В ответ Лидия уж как-то слишком вольно пожала плечами и с некоторой развязностью бросила:

– Любовь, любовь! Так можно далеко уйти. Как вы меня представляете в образе важной русской дамы?

– А почему бы и нет! Элегантности вам не занимать...

– Да, конечно, я знаю, я могу пустить пыль в глаза на некоторое время, но потом все равно откроется, что мне далеко до породистых кровей. Григорий сам в итоге пресытится своей «голубкой». И что тогда, что будет со мной, затерянной в глуши степей?

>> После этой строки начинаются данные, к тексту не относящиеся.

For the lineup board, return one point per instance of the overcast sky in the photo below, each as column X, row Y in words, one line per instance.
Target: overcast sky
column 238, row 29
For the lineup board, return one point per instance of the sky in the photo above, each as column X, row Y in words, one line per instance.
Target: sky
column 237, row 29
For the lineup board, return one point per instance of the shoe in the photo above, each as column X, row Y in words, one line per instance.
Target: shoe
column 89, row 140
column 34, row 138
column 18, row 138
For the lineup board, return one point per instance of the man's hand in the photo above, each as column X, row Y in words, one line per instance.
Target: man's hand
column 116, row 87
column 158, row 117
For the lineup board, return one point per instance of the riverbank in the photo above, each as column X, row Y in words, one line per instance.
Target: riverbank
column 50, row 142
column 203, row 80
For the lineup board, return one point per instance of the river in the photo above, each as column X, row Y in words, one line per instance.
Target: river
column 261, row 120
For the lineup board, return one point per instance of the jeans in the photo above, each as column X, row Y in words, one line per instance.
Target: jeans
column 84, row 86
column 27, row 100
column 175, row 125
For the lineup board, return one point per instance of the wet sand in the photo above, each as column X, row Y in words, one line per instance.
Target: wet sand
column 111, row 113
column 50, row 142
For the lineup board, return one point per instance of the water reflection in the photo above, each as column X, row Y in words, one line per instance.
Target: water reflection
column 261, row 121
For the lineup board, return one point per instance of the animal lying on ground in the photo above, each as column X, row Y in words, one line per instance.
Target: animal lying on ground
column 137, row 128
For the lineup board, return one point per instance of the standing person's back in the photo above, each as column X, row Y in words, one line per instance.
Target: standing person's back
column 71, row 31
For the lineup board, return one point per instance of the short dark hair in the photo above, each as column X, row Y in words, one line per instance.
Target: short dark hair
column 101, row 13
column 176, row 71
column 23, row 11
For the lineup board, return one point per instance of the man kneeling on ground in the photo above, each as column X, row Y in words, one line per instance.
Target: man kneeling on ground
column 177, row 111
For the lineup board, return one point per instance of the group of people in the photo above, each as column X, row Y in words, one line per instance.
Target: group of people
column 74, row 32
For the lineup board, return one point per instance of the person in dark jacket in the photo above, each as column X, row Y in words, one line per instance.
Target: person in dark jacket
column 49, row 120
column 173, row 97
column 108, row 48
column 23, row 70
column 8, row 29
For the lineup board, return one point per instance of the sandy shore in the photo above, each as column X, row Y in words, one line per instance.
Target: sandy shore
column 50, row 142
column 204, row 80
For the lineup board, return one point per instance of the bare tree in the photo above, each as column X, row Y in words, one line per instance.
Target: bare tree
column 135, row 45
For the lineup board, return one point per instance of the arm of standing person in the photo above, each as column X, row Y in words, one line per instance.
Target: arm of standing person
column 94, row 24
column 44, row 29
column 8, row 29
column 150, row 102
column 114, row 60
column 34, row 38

– Ну вот, начинается, – сказала со смехом старая женщина. – А кстати, вам известно, что там теперь ходит поезд через всю Россию и Сибирь до самого Владивостока?!

– Этого для меня маловато! Мне нужно солнце или на улице, или на подмостках! Еще раз спасибо, госпожа принцесса! Очень сожалею, что вы так далеко уезжаете и у меня больше не будет случая повидать вас. Китай – это еще почище, чем Россия, но, по сути, вы поступаете точно как я: вы же возвращаетесь к себе? Я вам желаю счастливого пути... и много, много счастья!

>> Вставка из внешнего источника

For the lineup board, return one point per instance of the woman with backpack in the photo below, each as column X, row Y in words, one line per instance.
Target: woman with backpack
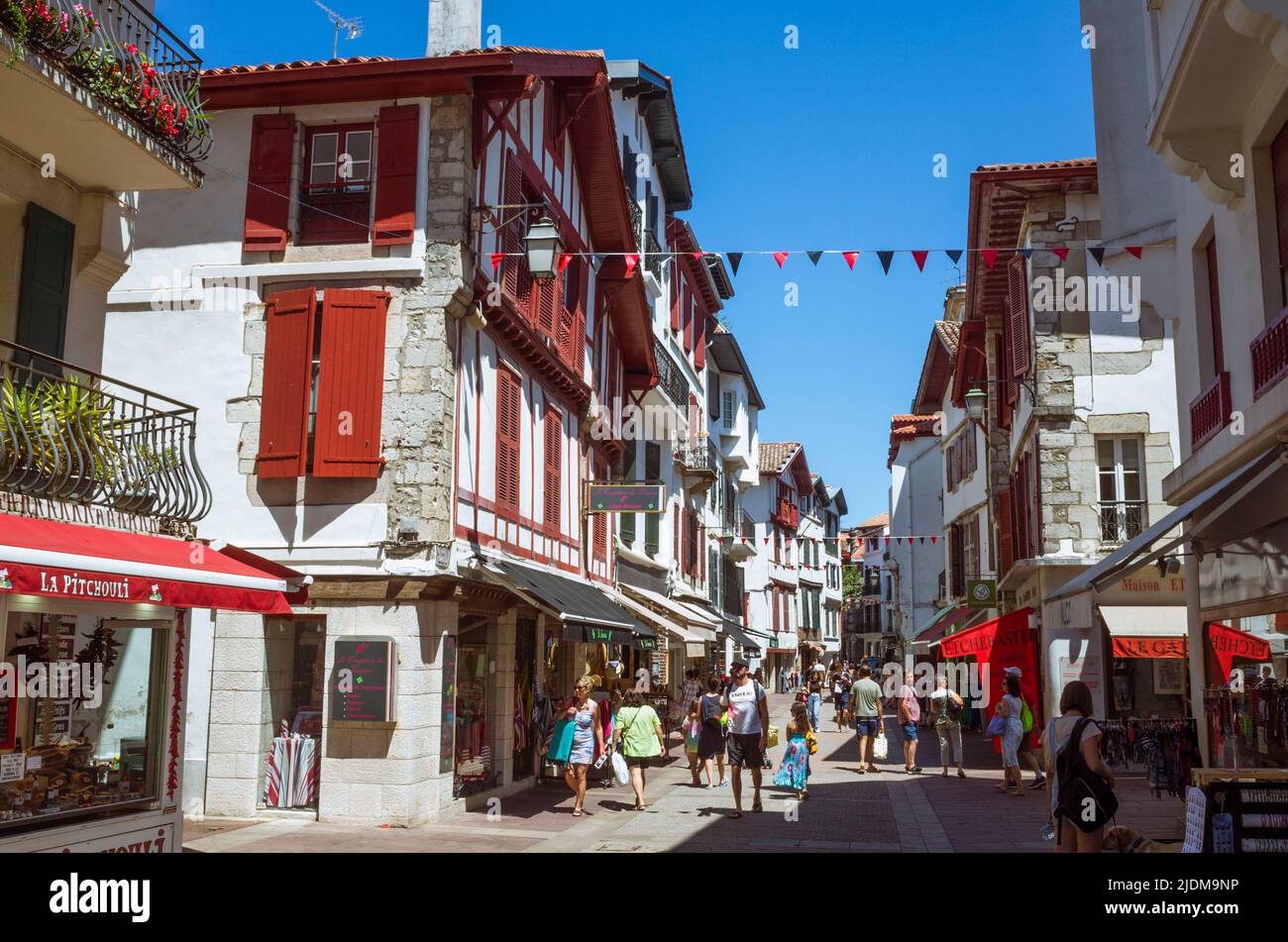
column 1078, row 782
column 945, row 706
column 711, row 738
column 638, row 732
column 1012, row 710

Орхидея дала бы много, чтобы Лидия была более сдержана в излиянии своей благодарности и поэтому, когда не в меру болтливая мадемуазель собралась уходить, она испытала некоторое облегчение и стала готовиться к ответам на вопросы, которые вот-вот должны были на нее посылаться. Однако, к великому ее изумлению, госпожа генеральша не задала ни одного, она лишь с видимым удовольствием продолжала смаковать оставшиеся капли спиртного.

Затем она поднялась, чтобы откланяться и пожелать спокойной ночи хозяйке купе. А та, в свою очередь, не смогла удержаться и задала сама, возможно, неосторожный, но сильно мучивший ее вопрос:

– А как вы догадались, что я не китаянка, а маньчжурка?

– Мой покойный муж работал в Тиньцзяне в течение многих лет. Именно там я и научилась различать. Это элементарно, когда хорошо знаешь оба народа...

– А вы любили Китай?..

– Даже очень! Но зачем же употреблять прошедшее время, я его люблю и сейчас! Спите! Увидимся с вами в Марселе...

Со вздохом облегчения Орхидея закрыла дверь, расшатавшуюся от ранее полученных ударов князя Григория. Теперь уже уверенная, что больше никто не набросится на проводника, Орхидея с удовольствием потянулась к кровати и тут же заснула. Такого тяжелого дня у нее не выдавалось даже в дни осады. Выспаться – это было сейчас лучшее, на что она могла претендовать.

А в это время, одернув свою спутницу, продолжавшую неизвестно почему настаивать на пока еще не прекратившемся, как она считала, нападении террористов, Агата Лекур вышла от себя, чтобы поболтать немного, как завсегдатай этого поезда, с Пьером Бо, которого она давно знала. Ее любопытство, безусловно, разгорелось, и она желала прояснить некоторые темные места из странных высказываний мадам Бланшар и непонятных фраз, оброненных певичкой.

В ее голове уже выстроилась целая цепочка вопросов, которые в общем сводились к одной мысли: «Что эта очаровательная молодая женщина на самом деле собирается делать в Марселе?»

Прекрасно зная проводника, она не могла не понимать, что из-за его скрытности надеяться на откровенность не приходится. Он довольствовался повторением слов самой Орхидеи:

– Она едет к мужу...

– Ага, значит они вдвоем едут в Китай?

Пьер, так привыкший к неожиданным вопросам пассажиров, на этот раз лишь пожал плечами.

– Это она вам сама сказала, – отвечал он спокойно.

– Да нет, это театралочка. Это она благодарила ее и сожалела о том, что та скоро уезжает на Дальний Восток и что она не сможет больше ее увидеть. А что вы об этом думаете?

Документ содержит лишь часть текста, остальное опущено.